Бывает, те с кем вчера мял колючку и откровенничал в бытовке перед отбоем — бывает, смеются. Хорошо, что Мите не пишет девушка. Нет девушки, нет проблемы.
И зря так переживал. Класса, наверное, с восьмого томился жутко, вздрагивал при малейшем шорохе в сердце: не она ли? — нет, не она. Снова вглядывался в волнующий парад белых бантов, шоколадных с чёрными фартуками платьев, синих и карих глаз, бёдер, талий, рук (особенно шпионил за руками, не прощал заусенцев) — но будто сквозь хрустальную стену смотрел, будто сквозь строчки романов. Но в романах юноши горели как спички — только чиркни — а он всё томился, вздрагивал и читал, читал…
Зачитался.
А теперь получается — уберёгся: не впустил троянского коня, не подставился, не дал повода тов. сержантам лишний раз поглумиться, поплевать в душу.
Да хрен с ними, с сержантами, свет клином не сошёлся. Вот только знать бы, что не будет больше в жизни таких
«Пожалуйста, Лапин, расскажи какую-нибудь гадость: видишь, что творится».

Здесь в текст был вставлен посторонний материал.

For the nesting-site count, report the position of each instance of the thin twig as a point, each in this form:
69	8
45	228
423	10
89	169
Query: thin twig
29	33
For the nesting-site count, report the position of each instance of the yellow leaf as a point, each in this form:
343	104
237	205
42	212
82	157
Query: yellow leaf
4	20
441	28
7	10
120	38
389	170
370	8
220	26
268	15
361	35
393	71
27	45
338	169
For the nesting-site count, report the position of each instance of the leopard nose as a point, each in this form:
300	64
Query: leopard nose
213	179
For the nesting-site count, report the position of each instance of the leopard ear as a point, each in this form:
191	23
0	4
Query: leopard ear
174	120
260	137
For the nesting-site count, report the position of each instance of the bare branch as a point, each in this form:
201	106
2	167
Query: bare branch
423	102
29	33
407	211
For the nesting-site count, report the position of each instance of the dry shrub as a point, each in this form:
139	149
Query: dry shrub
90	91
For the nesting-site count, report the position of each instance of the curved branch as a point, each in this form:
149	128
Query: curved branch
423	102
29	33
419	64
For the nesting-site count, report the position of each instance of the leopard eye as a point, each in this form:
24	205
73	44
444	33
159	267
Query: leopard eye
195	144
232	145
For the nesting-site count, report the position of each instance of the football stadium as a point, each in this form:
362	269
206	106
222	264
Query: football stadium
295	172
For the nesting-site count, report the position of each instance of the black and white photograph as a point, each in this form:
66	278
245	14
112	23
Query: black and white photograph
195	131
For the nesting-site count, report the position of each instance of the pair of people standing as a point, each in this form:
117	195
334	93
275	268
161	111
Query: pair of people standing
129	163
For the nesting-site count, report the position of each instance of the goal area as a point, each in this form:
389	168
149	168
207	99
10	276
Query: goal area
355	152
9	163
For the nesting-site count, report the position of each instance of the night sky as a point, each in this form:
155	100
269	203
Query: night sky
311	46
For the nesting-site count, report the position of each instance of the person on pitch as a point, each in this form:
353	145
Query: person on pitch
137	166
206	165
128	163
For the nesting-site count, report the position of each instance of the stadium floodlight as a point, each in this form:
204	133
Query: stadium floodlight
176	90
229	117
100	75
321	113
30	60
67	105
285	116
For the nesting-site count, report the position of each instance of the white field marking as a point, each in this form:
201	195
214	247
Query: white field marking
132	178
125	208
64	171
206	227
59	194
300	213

А вслух спросил грубовато:
— От кого?
Лапин пожал плечом, ответил так, будто разговор идёт давным-давно:
— От родителей.
— Ааа… вот как…
Он сложил письмо — вернее, оно само, от малейшего движения пальцев, сложилось у него в руках — и сунул его под бушлат, во внутренний карман кителя. Начиналось. Первые капли ударили в пушистую пыль у бордюра. Пробежал ветер, катя по асфальту сбитые листья. Стало сыро как в погребе.
— Чё пишут?
Он вдруг посмотрел Мите прямо в глаза, и Митя поёжился, отдёрнул взгляд: не ожидал, что Лапин может так — прямо в глаза.
— Они уехали.
— Что? В смысле?
— Уехали, насовсем.
— Куда уехали?
— В Америку, — сказал Лапин еле слышно.
Наверное, испугался, что Митя загогочет в ответ, грохнет дурным басом: «Хорош врать, Лапа!» Но Митя понял: не врёт. Да и что такого? Укатили родители в Америку. А запросто! Сейчас-то, в новые-то времена.
Дождь закипал как чайник, быстро набирал злость.